A Boy Aged 16 Took Acid In Byron Bay. Then Police Hit Him With Capsicum Spray, A Taser, And A Baton

    The police officers are facing a public inquiry to determine whether they engaged in any misconduct.

    Police officers are facing unprecedented public scrutiny after an investigation by the police watchdog into an incident where officers tasered, capsicum-sprayed and struck with a baton a 16-year-old boy in Byron Bay.

    The newly formed NSW Law Enforcement Conduct Commission (LECC) convened its first public hearing on Monday. It will examine the conduct of several police officers who arrested and took into custody the teen – known as "AO" in the proceedings – near the Nomad backpacker hostel in the popular Australian coastal town.

    Footage tendered at the hearing, part of which had been previously circulated on social media and by news organisations, showed police officers pinning the boy to the ground in an alleyway in the early hours of the morning.

    Counsel assisting the inquiry Terence Rowles told the hearing AO had taken acid.

    video-player.buzzfeed.com / Via Law Enforcement Conduct Commission

    Footage tendered at a hearing held by the Law Enforcement Conduct Commission.

    The footage depicts the boy screaming “help, please help" and four officers pinning the boy to the ground. The boy is already on the ground at the commencement of the footage, and shouts out in apparent distress on several occasions.

    One officer tells AO to “settle down”, but AO continues screaming that the officer is on his back.

    The footage then shows an officer striking him a number of times with what appears to be a baton.

    Officers shout on several occasions to AO to “stop resisting”, as a police van approaches next to the officers.

    “Get in the truck,” one of the officers said. “Do you understand? Stop resisting.”

    The footage begins after the officers had already pinned the boy to the ground, and does not capture the use of the taser or the OC spray.

    Rowles told the hearing in his opening statement that the commission had not yet formed a view on whether the police officers had engaged in any misconduct.

    The hearing had been convened because “the information available indicated the interaction could amount to serious misconduct or possibly a crime which was appropriate for the commission to investigate.

    “Although it is certainly the case that AO was acting irrationally and was plainly intoxicated in some way, he had not attempted to attack anyone, either physically or verbally. He was plainly unarmed. He was shouting but, to the extent that anything could be made out, he was not either swearing or threatening.”

    He said that the officers were placed in a “difficult and unpleasant situation” that warranted intervention by police, but that the inquiry was focused on how they went about that intervention.

    “Considerable physical force was used to subdue AO, including the use of OC spray, a taser strike and baton strikes,” he said. “Most of these blows appear to have been inflicted on AO at a time when he was under restraint by the police officers.”

    The identities of the four officers involved in arresting AO will be subject to a non-publication order for the duration of hearing. Depending on the outcome of the hearing that order may later be varied. A fifth officer, who was involved with AO when he was later taken into custody, will also be examined.

    Several witnesses who observed all or part of the arrest will also be called to give evidence. Rowles told the hearing AO would not be called “for reasons that include medical evidence which has been made available to the commission".

    The commission heard from one witness who was a guest at an apartment across the road from the incident. He observed AO acting irrationally and appearing to be agitated for about 15 to 20 minutes before police arrived.

    When officers arrived at the scene one police officer told him to calm down, according to the witness. AO continued to pace, holding his hands to his head, and did not appear to be responsive to police.

    “I then saw AO get sprayed,” the witness told the hearing. “There was a lot of coughing, he couldn’t see and he was screaming words to the effect of ‘I need some water’.

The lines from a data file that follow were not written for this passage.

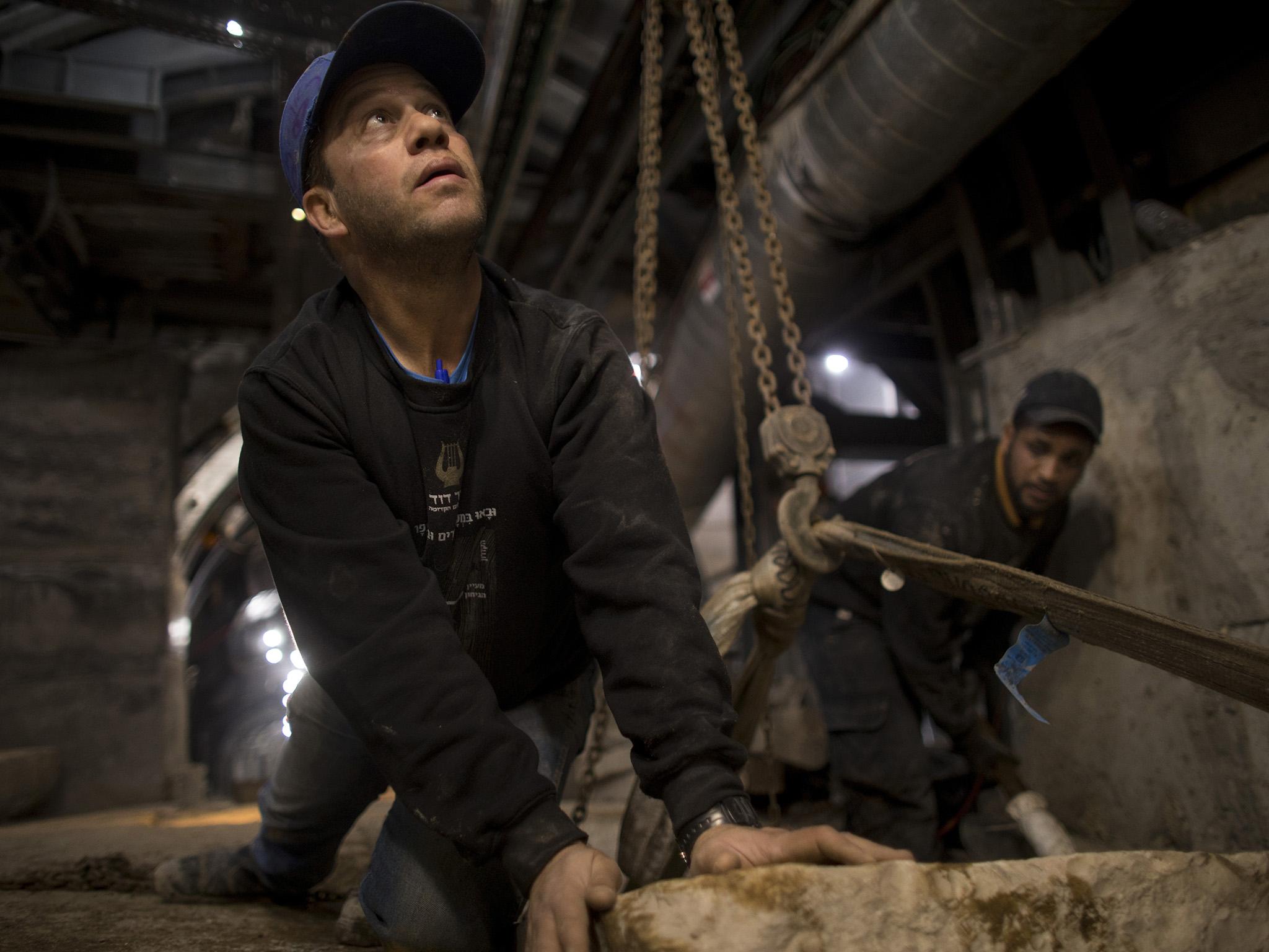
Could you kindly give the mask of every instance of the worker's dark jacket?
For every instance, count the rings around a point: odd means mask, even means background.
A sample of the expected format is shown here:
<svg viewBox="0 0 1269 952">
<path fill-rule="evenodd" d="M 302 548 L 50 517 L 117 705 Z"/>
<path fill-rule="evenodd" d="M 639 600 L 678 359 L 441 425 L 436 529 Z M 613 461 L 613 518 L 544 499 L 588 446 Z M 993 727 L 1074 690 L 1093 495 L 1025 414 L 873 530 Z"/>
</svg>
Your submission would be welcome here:
<svg viewBox="0 0 1269 952">
<path fill-rule="evenodd" d="M 239 392 L 239 479 L 310 671 L 398 798 L 523 890 L 584 834 L 501 713 L 598 659 L 675 824 L 742 792 L 727 675 L 656 439 L 603 319 L 483 264 L 468 381 L 411 378 L 348 282 Z"/>
<path fill-rule="evenodd" d="M 1066 520 L 1066 503 L 1042 519 L 1020 519 L 997 447 L 991 439 L 919 453 L 857 491 L 836 512 L 850 522 L 953 552 L 1043 571 Z M 961 647 L 970 632 L 1008 628 L 1014 618 L 912 580 L 898 592 L 886 592 L 881 574 L 876 562 L 848 559 L 816 584 L 812 600 L 878 625 L 917 702 L 949 735 L 962 736 L 973 725 L 975 702 L 958 669 Z"/>
</svg>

    “His hands went to his eyes. He appeared to be coughing and also screaming … he said, 'What are you doing, just get me some water'.”

    The witness said that AO still appeared to be agitated, and that one officer struck AO's knees with a baton, causing him to fall to the ground. When he continued to get up, one of the officers then pulled out a taser and shot him after warning him several times, the witness said.

    “I remember hearing it go off, there was a [taser] line and then AO falling to the ground and he appeared to be quiet for about 10 to 15 seconds.”

    The officers then surrounded AO, according to the witness. He was pinned to the ground and struck several times with a baton.

    The officers have not yet been examined in the hearing, which will continue for several days.

    The hearing is the first to be convened by the newly formed commission, which was created to investigate allegations of police misconduct across NSW.

    The commission's first update to the NSW parliament in March raised significant concerns over the commission's resourcing.